Nevertheless, the AstraZeneca jab is the cheapest on the market, with the US corporation Johnson & Johnson more expensive despite also selling its vaccine at “cost price” during the pandemic, which is why the AstraZeneca vaccine has far larger shots under contract than any other vaccine producer. Its vaccine became the vaccine of choice for the world’s poorest countries and the WHO’s Covax scheme, particularly since it does not require storage at low temperatures.

Their prices at $2-$4 are far lower than Sanofi/GSK’s vaccine at $9.19, Pfizer/BioNTech’s at $14.59 and Moderna’s at $18, according to the pricelist negotiated by the EU. Other countries, including the US, are paying far higher prices, with the Pfizer jab reportedly costing $39 per person. While AstraZeneca’s expected profits are unknown, sales of $6.4 billion in 2021 and a 20 percent profit margin implies profits approaching $1.3 billion.

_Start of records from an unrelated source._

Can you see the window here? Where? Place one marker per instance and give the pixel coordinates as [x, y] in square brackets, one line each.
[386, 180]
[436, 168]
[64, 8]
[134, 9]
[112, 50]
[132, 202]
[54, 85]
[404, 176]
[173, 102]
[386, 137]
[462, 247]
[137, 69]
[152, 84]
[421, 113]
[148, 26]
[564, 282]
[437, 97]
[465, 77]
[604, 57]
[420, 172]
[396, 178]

Unquestionably, AstraZeneca’s undercutting of the market has incurred the wrath of its rivals, causing uproar in France, Germany and the US. The EU threatened a ban on the export of the vaccine, yet another instance of the vaccine wars fueled by the conflicting interests of the rival companies, the major imperialist countries, as well as their rivals and client states.

The unrestrained drive for profits has put vaccines out of reach for most of the world’s population and will serve to massively increase global death rates as more virulent mutants proliferate.

The disastrous response of all the major capitalist powers and the pharmaceutical industry to the global COVID-19 pandemic confirms the necessity of abolishing the capitalist system that subjugates human health and every other basic need to private profit. The international working class must intervene to expropriate the pharmaceutical giants and every major industry sector, transforming these monopolies into publicly-owned and democratically-controlled utilities to serve the needs of humanity.